A government task force has issued a set of principles on data privacy, and some of what the panel wrote might crimp lenders' style.
The principles are intended to provide guidance to the public and private sectors on collecting and using personal information.
"The Principles for Providing and Using Personal Information" and an associated commentary were published in the Federal Register on May 25, and are open for public comment until next Monday.
The principles are the first work of the Working Group on Privacy of the interagency Information Infrastructure Task Force, which reports to Commerce Secretary Ron Brown.
The principles and commentary are meant to help legislators, regulators, and companies develop codes of practice.
Overall, said Martin E. Abrams, director of privacy and consumer policy for TRW Information Systems and Services, "the principles are pretty good."
Also, lenders should be pleased that instead of telling them "what you shouldn't do," the government issued a set of general principles, Mr. Abrams said.
However, two ideas in the commentary challenge the way lenders conduct their businesses, Mr. Abrams said.
A Phrase with Implications
One is the assertion that because consumers cannot ensure that personal information about them is being used fairly, they could be unaware of "adverse actions" against them.
For example, "a company may decide not to include an individual in a mass mailing offer regarding a financial opportunity because an analysis of that individual's credit history suggests the individual is a bad credit risk," the task force wrote.
Though the task force does not suggest an end to mass mailing, it does maintain that "it is particularly important to ensure that data users use personal information in acceptable ways."
The panel is apparently alluding to people's being excluded from solicitations on the basis faulty information in credit reports, Mr.
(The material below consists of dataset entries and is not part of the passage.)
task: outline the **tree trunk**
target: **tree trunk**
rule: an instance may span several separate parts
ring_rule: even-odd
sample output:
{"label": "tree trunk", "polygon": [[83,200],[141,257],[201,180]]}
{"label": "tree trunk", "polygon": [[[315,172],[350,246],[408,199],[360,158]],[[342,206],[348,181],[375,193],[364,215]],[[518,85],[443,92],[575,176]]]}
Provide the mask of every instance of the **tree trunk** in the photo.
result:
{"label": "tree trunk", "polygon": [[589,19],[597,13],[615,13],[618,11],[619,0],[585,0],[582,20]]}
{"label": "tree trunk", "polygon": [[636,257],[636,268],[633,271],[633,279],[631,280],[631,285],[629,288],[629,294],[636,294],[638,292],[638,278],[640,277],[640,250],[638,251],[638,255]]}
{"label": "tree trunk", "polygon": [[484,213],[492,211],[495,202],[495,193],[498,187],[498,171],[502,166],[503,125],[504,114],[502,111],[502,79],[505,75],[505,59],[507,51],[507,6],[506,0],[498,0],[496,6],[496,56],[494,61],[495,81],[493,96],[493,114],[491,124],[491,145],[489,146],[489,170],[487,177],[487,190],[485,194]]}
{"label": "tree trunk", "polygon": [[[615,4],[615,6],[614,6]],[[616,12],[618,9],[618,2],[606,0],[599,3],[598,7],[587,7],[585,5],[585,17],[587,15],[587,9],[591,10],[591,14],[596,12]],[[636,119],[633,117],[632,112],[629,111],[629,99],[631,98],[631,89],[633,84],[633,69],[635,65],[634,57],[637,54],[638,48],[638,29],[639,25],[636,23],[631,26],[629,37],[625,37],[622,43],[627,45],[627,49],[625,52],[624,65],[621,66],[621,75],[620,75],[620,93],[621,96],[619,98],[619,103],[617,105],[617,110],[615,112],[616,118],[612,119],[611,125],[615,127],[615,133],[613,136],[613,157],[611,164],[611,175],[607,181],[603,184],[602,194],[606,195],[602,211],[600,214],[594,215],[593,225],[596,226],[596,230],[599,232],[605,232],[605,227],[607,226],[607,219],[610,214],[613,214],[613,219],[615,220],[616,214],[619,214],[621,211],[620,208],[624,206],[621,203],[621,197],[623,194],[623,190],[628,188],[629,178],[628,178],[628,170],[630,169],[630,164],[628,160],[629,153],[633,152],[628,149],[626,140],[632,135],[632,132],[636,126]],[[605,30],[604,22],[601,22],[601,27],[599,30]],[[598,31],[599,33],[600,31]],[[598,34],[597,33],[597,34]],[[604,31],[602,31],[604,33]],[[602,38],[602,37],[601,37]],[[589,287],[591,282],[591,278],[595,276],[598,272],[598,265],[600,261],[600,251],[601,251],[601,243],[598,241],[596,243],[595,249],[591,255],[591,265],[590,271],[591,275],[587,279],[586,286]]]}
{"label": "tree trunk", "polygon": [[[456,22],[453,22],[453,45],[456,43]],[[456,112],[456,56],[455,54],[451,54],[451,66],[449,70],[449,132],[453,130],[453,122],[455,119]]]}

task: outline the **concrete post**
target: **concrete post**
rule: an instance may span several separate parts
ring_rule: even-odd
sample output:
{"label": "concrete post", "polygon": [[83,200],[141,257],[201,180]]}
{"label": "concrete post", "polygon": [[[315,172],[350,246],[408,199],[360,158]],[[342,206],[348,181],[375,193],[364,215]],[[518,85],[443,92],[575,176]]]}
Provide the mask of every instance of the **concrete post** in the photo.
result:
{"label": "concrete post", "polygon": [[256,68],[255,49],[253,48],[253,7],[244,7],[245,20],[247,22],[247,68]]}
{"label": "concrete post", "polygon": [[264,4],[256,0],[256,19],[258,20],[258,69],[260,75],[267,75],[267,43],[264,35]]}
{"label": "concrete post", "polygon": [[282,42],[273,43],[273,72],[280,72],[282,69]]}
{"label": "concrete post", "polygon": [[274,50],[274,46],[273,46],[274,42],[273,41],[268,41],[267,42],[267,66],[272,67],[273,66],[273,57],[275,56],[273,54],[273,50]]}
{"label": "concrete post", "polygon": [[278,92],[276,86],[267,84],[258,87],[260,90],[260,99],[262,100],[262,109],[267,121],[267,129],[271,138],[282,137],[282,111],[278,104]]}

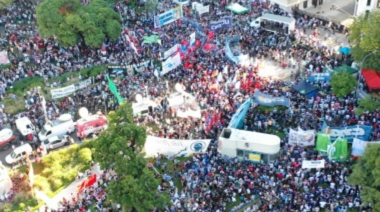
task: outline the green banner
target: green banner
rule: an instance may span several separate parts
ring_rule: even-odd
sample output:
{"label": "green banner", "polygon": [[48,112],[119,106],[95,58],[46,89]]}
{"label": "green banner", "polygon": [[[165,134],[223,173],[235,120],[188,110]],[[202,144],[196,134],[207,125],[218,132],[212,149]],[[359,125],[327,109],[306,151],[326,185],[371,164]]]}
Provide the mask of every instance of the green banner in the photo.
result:
{"label": "green banner", "polygon": [[344,162],[348,157],[347,139],[337,138],[334,143],[327,147],[327,155],[330,160]]}
{"label": "green banner", "polygon": [[151,36],[143,36],[144,43],[158,43],[160,36],[158,35],[151,35]]}
{"label": "green banner", "polygon": [[124,102],[124,99],[120,96],[120,93],[117,91],[115,83],[109,78],[107,75],[108,80],[108,87],[110,88],[110,91],[116,96],[117,101],[120,103]]}
{"label": "green banner", "polygon": [[318,133],[317,136],[317,151],[319,153],[327,153],[327,146],[330,144],[330,136],[323,134],[323,133]]}

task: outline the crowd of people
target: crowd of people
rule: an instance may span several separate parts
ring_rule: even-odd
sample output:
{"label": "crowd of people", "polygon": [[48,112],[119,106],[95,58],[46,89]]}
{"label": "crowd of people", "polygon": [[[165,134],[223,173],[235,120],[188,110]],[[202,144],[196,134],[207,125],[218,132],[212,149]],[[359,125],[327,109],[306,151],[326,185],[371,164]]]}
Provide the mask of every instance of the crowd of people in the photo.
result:
{"label": "crowd of people", "polygon": [[[88,2],[83,1],[84,4]],[[184,7],[184,17],[188,21],[178,20],[157,31],[153,28],[152,21],[141,18],[148,17],[147,14],[142,12],[138,16],[127,2],[117,2],[115,11],[120,13],[129,35],[137,41],[136,54],[129,45],[133,41],[125,41],[124,36],[120,36],[117,42],[106,40],[101,49],[81,44],[63,48],[52,38],[41,38],[35,25],[37,3],[38,1],[15,0],[12,7],[7,9],[9,12],[1,14],[1,23],[5,28],[5,33],[1,35],[1,45],[7,49],[12,66],[0,73],[0,93],[3,99],[24,98],[26,105],[25,111],[15,116],[7,114],[7,108],[0,107],[2,123],[9,122],[14,126],[15,119],[27,116],[41,129],[45,116],[54,120],[63,113],[75,115],[80,107],[87,107],[92,113],[102,111],[107,114],[116,109],[118,103],[108,89],[106,70],[95,76],[93,85],[76,91],[72,97],[65,97],[60,102],[47,100],[46,114],[38,89],[27,91],[23,97],[7,94],[6,90],[16,81],[30,76],[43,77],[48,82],[65,72],[102,64],[128,65],[160,60],[163,52],[175,44],[182,44],[190,34],[197,32],[196,39],[202,45],[208,43],[215,48],[204,50],[201,46],[184,53],[183,65],[165,75],[160,74],[162,70],[152,62],[147,63],[134,76],[119,75],[113,78],[120,95],[127,101],[135,102],[136,95],[141,94],[162,106],[162,109],[150,111],[147,116],[135,117],[136,123],[147,126],[149,134],[176,139],[216,140],[223,127],[228,126],[237,108],[246,99],[252,98],[258,89],[264,94],[288,97],[291,105],[284,110],[271,111],[263,111],[252,105],[244,121],[244,130],[286,134],[289,128],[297,126],[304,130],[319,131],[323,122],[329,126],[361,124],[373,126],[372,139],[380,138],[380,111],[355,115],[357,100],[354,94],[337,98],[331,94],[329,82],[325,81],[313,83],[320,92],[312,98],[306,98],[290,88],[303,80],[300,75],[307,77],[314,72],[327,72],[327,69],[334,69],[343,63],[341,55],[322,42],[323,39],[333,39],[330,35],[344,31],[343,26],[289,13],[269,2],[254,0],[240,2],[243,6],[250,7],[251,11],[239,15],[227,12],[223,2],[206,2],[210,5],[210,12],[201,16],[191,11],[190,7]],[[174,6],[172,2],[160,2],[157,13]],[[297,28],[294,34],[288,34],[285,30],[271,32],[250,27],[250,21],[262,13],[296,18]],[[216,32],[208,30],[211,21],[223,16],[231,16],[234,24]],[[203,30],[199,31],[199,27],[189,20],[198,23]],[[324,35],[320,34],[321,31]],[[160,36],[161,44],[141,44],[143,35],[154,33]],[[225,57],[224,42],[229,36],[240,37],[240,41],[232,45],[233,51],[248,54],[252,58],[250,65],[240,66]],[[261,77],[260,71],[265,71],[263,61],[274,61],[278,66],[287,67],[292,72],[290,82],[274,76]],[[81,76],[81,79],[86,77]],[[56,82],[50,86],[59,84]],[[175,91],[176,84],[180,84],[184,91],[195,97],[202,110],[201,118],[176,116],[179,108],[171,107],[165,101],[168,94]],[[157,129],[149,127],[149,123],[153,122]],[[319,208],[330,208],[333,211],[347,211],[350,208],[370,210],[369,206],[361,203],[360,187],[347,184],[349,167],[330,161],[325,169],[316,172],[301,169],[300,163],[304,158],[326,158],[310,149],[290,147],[286,141],[287,138],[284,137],[278,160],[266,165],[225,158],[216,152],[215,144],[209,147],[207,154],[194,156],[192,161],[178,164],[170,174],[173,179],[182,182],[183,188],[180,190],[169,183],[173,206],[167,210],[183,211],[190,207],[192,211],[226,211],[228,202],[251,203],[257,199],[259,204],[254,207],[257,206],[256,209],[261,211],[319,211]],[[102,186],[87,192],[81,201],[75,199],[75,207],[83,208],[89,201],[92,204],[104,200]],[[99,197],[99,194],[102,195]],[[67,202],[63,201],[63,204],[70,210],[68,207],[73,204]],[[256,209],[248,208],[247,211]]]}

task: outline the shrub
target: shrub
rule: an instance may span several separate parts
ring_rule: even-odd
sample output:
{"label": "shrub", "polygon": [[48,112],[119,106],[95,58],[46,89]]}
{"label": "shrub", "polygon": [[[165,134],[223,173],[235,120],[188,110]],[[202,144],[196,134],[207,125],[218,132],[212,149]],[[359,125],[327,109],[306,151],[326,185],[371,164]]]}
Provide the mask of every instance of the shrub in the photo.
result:
{"label": "shrub", "polygon": [[42,77],[26,77],[20,79],[19,81],[13,84],[13,87],[8,90],[9,94],[16,94],[19,97],[22,97],[26,91],[34,87],[44,87],[45,82]]}
{"label": "shrub", "polygon": [[78,162],[82,164],[88,164],[92,160],[92,152],[89,148],[82,148],[78,152]]}
{"label": "shrub", "polygon": [[[61,176],[62,177],[62,176]],[[50,184],[50,187],[53,189],[53,190],[58,190],[59,188],[62,187],[63,185],[63,182],[60,178],[57,178],[57,177],[51,177],[49,178],[49,184]]]}
{"label": "shrub", "polygon": [[[27,201],[29,198],[31,198],[32,195],[30,193],[26,193],[26,192],[20,192],[20,193],[17,193],[14,198],[13,198],[13,203],[15,205],[19,205],[21,203],[24,203],[25,201]],[[19,205],[19,207],[21,207]]]}
{"label": "shrub", "polygon": [[5,211],[5,212],[12,211],[12,204],[9,202],[0,204],[0,211]]}
{"label": "shrub", "polygon": [[33,185],[42,191],[50,191],[50,184],[44,176],[35,175]]}

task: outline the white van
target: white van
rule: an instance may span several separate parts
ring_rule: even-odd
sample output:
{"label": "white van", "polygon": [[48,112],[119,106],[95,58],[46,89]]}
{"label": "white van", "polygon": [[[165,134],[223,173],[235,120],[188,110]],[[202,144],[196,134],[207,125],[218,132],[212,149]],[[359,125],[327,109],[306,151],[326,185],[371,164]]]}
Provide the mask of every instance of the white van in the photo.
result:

Abrams said.
But Robert R. Belair, editor of Privacy and American Business, said it is not clear what the task force wants leaders to do to correct the problem.
Of more concern, however, said Mr. Abrams, is that the use of the term "adverse action" would trigger rights under the Fair Credit Reporting Act.
He said the task force may remove the expression from its final version, which will incorporate comments from the public.
Those likely to comment include Citicorp and other banks, the Direct Marketers Association, the Information Industry Association, and credit reporting companies.
In the other passage that worries Mr. Abrams, the commentary questions a widely accepted practice: the use of predictive models -- which, for example, assess risk and profitability.
"It is simply inappropriate to collect volumes of personal information because it may, in the future, prove to be of some unanticipated value," the task force wrote. "Moreover, once collected personal information should only be used for those current or planned activities, or other compatible purposes."
Predictive models that use information provided by consumers as well as data collected by lenders on the basis of consumer behavior are commonly used for marketing and for controlling risk.
But the task force wrote that tracking information about individuals without a defined purpose is an invasion of privacy.
The real issue, said Mr. Abrams, is, "not that you collected [the information], but how you use it."